Но это будет потом, много лет спустя. А сейчас друзья шли, радуясь тёплому, летнему дню, ярким, ласковым лучам небесного светила и чувству сознания честно выполненного долга.
До позднего вечера провозились они над окончательной доводкой аппаратуры радиоуправления, успешно завершив её к тому времени, когда глаза их находились на грани короткого замыкания.
А утром следующего, воскресного дня к Екатерине Николаевне наведались Вовкины родители с… жалобой на непозволительные действия Кузи и его товарищей, приведшие в полную негодность новенький костюмчик их чада, недавно купленный и подаренный ему ко дню рождения.

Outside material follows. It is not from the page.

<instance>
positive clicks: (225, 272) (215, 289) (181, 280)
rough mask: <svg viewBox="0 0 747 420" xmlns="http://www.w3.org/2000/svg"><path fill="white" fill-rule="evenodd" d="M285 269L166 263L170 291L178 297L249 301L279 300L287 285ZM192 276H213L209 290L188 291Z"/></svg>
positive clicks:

2. Испытания «Альбатроса».
Близился день лётных испытаний первой реактивной авиамодели – «Альбатроса», как окрестил её Сапожков. Он отлично слушался команд запуска и остановки двигателя, регулировки мощности, управления аэродинамическими рулями, срабатывания тормозных систем и прочее. Предварительно было выбрано и место для проведения испытаний – относительно безлюдная, степная зона с ровной, как стрела, просёлочной дорогой в шести-семи километрах от города.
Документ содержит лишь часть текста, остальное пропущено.